There are two standards for airport identifiers, ICAO and IATA. The ATA codes are the three letter codes you're used to seeing on bag tags. The ICAO codes are four letter. For most ICAO codes the first letter is a region, the second letter is the country and the last two letters are the airport. So E - Northern Europe, H - Holland, AM is Amsterdam Schiphol. R - western Pacific, K - Korea SI is the Seoul Inchon airport. Works good as long as you have less then 676 airports in your country. In the ICAO system the U.S. is it's own region so there is no second letter country code. So the major airports in the US have the same ID just with a K in front for ICAO purposes. Alaska and Hawaii are in the P region for ICAO and have A and H as their second letter. So we get PANC and ANC for Anchorage but PASI and SIT for Sitka. Same thing PHNL and HNL for Honolulu but PHOG and OGG for Maui.

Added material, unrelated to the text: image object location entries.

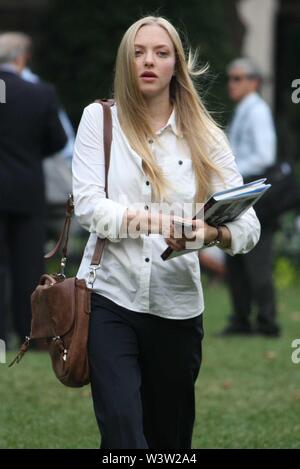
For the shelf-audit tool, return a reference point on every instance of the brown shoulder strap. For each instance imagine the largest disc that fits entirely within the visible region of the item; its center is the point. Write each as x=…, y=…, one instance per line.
x=107, y=137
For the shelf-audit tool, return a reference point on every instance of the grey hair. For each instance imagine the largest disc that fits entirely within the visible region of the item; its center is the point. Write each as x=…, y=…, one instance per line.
x=12, y=45
x=249, y=67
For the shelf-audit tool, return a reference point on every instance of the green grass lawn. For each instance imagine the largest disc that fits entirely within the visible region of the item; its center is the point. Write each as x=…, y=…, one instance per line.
x=247, y=392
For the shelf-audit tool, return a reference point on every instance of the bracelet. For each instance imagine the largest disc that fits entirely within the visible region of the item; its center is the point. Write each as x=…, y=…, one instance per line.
x=216, y=241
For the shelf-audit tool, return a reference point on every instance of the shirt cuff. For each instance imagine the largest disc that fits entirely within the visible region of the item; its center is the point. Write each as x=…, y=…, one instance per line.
x=242, y=239
x=107, y=220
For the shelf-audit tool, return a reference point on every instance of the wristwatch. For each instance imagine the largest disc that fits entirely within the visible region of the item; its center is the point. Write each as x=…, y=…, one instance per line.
x=217, y=241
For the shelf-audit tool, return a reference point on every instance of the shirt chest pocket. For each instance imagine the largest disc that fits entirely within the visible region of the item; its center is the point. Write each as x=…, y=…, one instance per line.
x=180, y=173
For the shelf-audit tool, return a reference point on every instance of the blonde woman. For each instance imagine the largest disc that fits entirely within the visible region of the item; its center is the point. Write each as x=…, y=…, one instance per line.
x=146, y=321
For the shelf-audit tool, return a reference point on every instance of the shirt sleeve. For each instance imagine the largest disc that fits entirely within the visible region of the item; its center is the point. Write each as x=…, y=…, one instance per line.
x=94, y=211
x=245, y=231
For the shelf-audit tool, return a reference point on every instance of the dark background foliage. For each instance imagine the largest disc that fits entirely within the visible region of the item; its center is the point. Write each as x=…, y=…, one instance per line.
x=79, y=40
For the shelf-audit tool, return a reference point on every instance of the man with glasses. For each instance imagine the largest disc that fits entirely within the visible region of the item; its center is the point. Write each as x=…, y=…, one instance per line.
x=253, y=140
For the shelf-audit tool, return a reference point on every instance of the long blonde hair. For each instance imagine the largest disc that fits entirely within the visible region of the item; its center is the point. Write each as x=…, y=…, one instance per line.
x=192, y=119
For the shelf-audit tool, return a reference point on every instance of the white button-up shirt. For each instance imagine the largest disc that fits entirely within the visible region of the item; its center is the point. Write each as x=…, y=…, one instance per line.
x=132, y=273
x=252, y=136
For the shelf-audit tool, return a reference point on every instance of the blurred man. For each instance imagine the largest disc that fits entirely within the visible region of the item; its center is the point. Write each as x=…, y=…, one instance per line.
x=253, y=141
x=29, y=130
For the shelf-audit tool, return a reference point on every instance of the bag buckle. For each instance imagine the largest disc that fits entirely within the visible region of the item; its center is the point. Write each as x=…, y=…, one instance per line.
x=92, y=275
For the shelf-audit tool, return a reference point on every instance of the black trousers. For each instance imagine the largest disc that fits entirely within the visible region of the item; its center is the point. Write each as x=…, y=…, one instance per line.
x=143, y=371
x=21, y=259
x=251, y=283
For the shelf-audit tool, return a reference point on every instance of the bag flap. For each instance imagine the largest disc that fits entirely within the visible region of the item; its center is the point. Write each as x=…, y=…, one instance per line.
x=53, y=307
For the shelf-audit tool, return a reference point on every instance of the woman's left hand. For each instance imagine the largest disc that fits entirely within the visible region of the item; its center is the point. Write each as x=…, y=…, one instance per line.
x=201, y=233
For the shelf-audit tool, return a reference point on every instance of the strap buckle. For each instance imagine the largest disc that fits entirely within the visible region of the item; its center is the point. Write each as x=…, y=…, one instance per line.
x=92, y=275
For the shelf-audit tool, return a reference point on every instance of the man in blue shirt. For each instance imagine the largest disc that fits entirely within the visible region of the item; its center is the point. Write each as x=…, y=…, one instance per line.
x=253, y=140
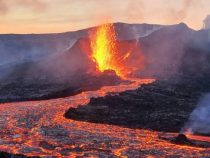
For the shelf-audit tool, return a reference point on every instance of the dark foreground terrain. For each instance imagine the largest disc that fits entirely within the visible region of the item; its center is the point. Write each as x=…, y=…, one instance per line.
x=163, y=105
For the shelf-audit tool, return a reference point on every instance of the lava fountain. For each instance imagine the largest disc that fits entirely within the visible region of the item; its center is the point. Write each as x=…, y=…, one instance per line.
x=105, y=51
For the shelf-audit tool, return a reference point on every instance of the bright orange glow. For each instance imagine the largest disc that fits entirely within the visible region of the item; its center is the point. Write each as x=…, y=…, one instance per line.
x=105, y=52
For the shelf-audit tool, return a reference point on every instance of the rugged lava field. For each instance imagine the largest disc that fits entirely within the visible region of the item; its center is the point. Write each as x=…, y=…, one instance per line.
x=39, y=129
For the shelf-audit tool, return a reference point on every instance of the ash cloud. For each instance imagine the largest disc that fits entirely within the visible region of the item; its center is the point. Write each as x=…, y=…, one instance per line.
x=199, y=121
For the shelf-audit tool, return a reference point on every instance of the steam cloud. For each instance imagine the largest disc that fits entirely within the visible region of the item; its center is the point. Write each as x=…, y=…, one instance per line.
x=182, y=13
x=199, y=121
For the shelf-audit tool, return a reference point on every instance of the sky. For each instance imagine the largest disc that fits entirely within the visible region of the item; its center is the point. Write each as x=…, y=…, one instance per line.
x=51, y=16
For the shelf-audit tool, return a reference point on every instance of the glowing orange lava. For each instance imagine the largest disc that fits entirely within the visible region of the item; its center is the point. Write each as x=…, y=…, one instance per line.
x=105, y=52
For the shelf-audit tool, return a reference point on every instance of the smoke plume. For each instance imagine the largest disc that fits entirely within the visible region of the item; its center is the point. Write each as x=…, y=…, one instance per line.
x=199, y=121
x=181, y=14
x=34, y=5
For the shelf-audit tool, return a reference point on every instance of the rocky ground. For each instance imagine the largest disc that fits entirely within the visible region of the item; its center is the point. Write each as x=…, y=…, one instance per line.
x=7, y=155
x=162, y=106
x=31, y=89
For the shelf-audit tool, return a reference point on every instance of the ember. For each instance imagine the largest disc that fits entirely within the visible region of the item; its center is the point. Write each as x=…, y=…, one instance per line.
x=105, y=51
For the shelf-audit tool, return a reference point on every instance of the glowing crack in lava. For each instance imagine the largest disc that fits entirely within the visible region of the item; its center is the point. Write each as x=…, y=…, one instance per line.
x=105, y=52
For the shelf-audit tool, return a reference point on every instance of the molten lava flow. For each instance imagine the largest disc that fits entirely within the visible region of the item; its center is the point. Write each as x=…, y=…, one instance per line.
x=105, y=52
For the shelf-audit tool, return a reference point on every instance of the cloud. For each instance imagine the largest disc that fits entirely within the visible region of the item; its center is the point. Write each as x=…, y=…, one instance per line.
x=178, y=15
x=3, y=7
x=34, y=5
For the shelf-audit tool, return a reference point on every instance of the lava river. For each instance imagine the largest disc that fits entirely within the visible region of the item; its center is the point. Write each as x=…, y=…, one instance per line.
x=38, y=128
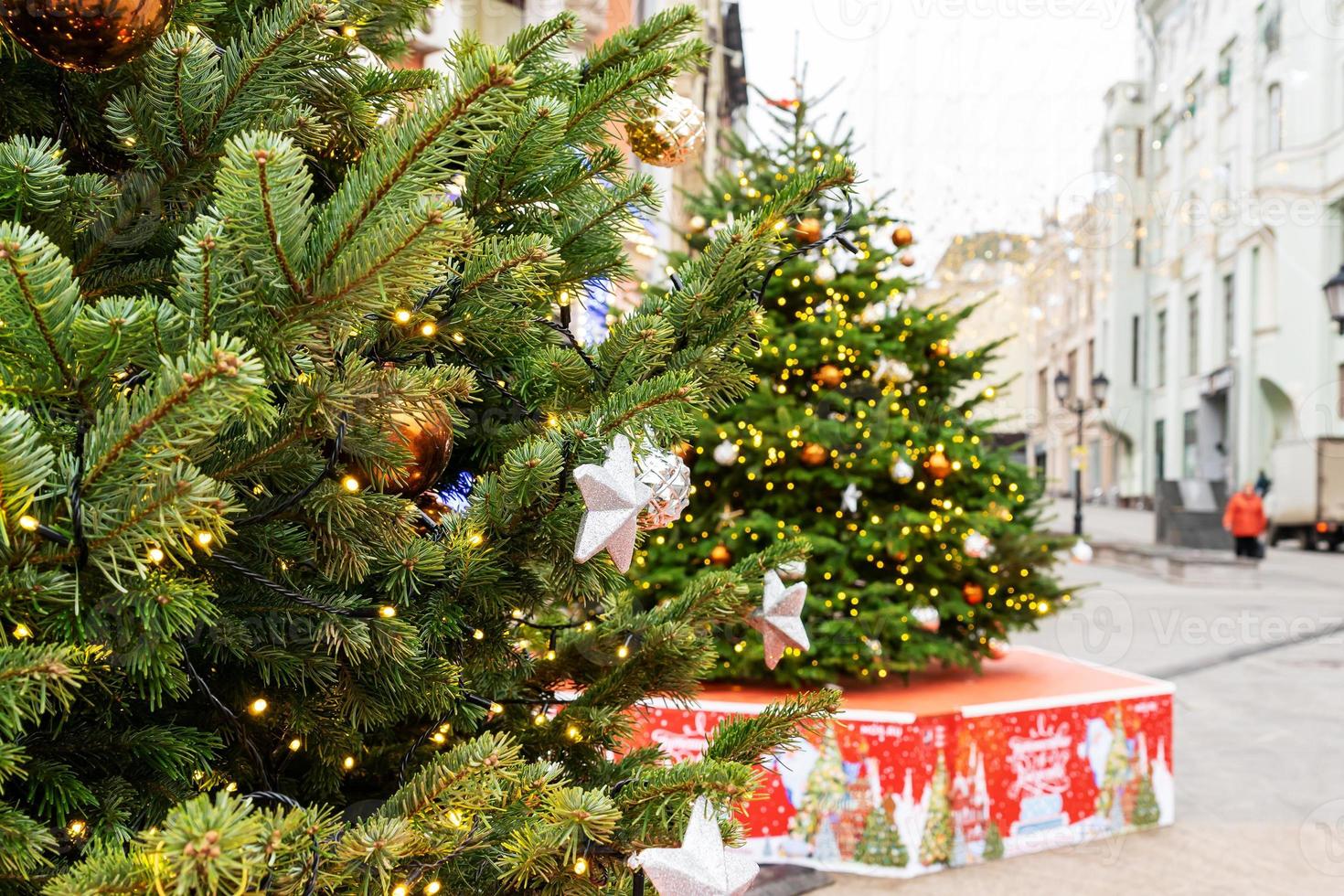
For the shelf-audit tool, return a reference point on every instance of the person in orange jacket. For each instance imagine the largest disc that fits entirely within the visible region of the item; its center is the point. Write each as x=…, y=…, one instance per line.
x=1244, y=518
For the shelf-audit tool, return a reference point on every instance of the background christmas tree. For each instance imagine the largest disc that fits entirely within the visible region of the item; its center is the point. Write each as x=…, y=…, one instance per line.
x=994, y=842
x=824, y=793
x=935, y=844
x=1147, y=812
x=880, y=842
x=258, y=293
x=1115, y=774
x=862, y=435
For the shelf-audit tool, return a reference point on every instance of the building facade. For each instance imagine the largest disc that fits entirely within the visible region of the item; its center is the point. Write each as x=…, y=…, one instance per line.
x=1221, y=179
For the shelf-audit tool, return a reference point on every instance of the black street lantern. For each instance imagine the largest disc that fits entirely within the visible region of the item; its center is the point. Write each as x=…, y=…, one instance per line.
x=1335, y=297
x=1100, y=386
x=1064, y=392
x=1062, y=387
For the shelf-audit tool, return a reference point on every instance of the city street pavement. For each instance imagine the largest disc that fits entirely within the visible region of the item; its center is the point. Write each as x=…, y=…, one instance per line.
x=1260, y=729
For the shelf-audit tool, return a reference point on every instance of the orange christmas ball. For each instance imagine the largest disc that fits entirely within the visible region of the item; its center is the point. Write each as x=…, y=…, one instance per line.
x=85, y=35
x=808, y=229
x=938, y=465
x=814, y=454
x=429, y=438
x=829, y=375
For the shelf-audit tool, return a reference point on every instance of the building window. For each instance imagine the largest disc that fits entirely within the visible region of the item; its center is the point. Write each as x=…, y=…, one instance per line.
x=1135, y=324
x=1189, y=446
x=1224, y=73
x=1272, y=26
x=1275, y=117
x=1192, y=332
x=1160, y=449
x=1341, y=391
x=1161, y=348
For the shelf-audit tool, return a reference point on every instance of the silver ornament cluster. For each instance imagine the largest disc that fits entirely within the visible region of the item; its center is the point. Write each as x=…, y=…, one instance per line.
x=669, y=480
x=926, y=618
x=700, y=865
x=726, y=453
x=976, y=546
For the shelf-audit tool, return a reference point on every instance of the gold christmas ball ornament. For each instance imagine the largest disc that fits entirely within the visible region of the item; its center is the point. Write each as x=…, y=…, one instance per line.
x=85, y=35
x=938, y=465
x=429, y=438
x=814, y=454
x=808, y=229
x=666, y=133
x=829, y=375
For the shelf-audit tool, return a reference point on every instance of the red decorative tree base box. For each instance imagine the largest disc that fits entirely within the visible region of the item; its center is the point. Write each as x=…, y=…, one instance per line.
x=1035, y=752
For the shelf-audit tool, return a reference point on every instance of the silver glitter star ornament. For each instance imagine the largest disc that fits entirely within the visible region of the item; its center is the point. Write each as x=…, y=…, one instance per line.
x=700, y=865
x=778, y=620
x=614, y=497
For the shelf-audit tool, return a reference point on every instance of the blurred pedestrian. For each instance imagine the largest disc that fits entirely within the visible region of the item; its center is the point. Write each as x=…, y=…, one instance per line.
x=1263, y=484
x=1244, y=518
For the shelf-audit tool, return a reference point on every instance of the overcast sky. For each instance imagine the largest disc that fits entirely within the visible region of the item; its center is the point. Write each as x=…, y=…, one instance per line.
x=975, y=113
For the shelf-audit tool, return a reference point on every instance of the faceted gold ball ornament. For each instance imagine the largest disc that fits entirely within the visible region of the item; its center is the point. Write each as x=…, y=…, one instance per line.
x=814, y=454
x=85, y=35
x=809, y=229
x=829, y=375
x=667, y=133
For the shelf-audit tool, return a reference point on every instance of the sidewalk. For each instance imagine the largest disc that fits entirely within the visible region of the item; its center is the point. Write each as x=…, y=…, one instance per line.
x=1105, y=523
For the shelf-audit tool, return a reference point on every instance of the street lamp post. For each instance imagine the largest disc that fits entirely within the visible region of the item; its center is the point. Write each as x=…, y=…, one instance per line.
x=1064, y=392
x=1335, y=297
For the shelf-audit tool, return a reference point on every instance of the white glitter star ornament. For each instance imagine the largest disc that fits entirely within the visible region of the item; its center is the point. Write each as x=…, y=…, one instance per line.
x=849, y=498
x=614, y=497
x=700, y=865
x=778, y=620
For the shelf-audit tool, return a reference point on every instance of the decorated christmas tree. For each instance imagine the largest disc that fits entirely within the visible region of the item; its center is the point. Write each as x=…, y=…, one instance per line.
x=1115, y=775
x=935, y=845
x=304, y=478
x=824, y=793
x=1146, y=804
x=880, y=842
x=863, y=434
x=994, y=842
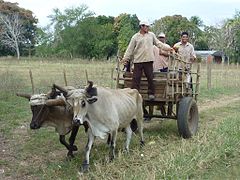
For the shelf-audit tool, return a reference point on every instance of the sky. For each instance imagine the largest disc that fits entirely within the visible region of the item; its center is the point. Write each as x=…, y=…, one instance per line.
x=212, y=12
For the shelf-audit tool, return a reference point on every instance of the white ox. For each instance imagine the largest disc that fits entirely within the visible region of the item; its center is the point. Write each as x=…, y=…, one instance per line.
x=105, y=110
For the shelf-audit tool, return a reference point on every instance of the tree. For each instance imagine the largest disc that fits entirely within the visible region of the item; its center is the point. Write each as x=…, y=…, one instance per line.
x=28, y=23
x=70, y=17
x=125, y=27
x=12, y=32
x=172, y=26
x=231, y=30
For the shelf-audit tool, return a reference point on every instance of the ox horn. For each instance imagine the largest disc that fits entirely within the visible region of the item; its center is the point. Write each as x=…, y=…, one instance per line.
x=63, y=90
x=28, y=96
x=55, y=102
x=90, y=85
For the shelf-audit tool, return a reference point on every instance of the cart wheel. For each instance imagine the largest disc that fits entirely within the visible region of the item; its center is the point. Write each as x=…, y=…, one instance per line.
x=187, y=117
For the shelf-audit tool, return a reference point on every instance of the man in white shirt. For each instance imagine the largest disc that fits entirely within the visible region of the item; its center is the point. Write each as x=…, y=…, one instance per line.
x=141, y=49
x=161, y=56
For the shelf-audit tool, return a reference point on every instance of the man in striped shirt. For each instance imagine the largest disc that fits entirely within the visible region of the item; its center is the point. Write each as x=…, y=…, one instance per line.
x=141, y=49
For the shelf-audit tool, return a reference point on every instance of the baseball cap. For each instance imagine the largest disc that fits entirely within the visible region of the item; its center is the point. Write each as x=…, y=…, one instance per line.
x=161, y=35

As for the OP's question, I'd stick with Covington. The field was lobbied for by a group of Kentucky folks during WWII. If it was going to be the Greater Cincinnati Vicinity airport, why didn't they just make it GCV?
It used to be fun to get pilots to look for the Cincinnati airport charts in the government NOS chart books. Because Ohio and Kentucky were in different books, they'd pull their hair since all they could find was Lunken - LUK.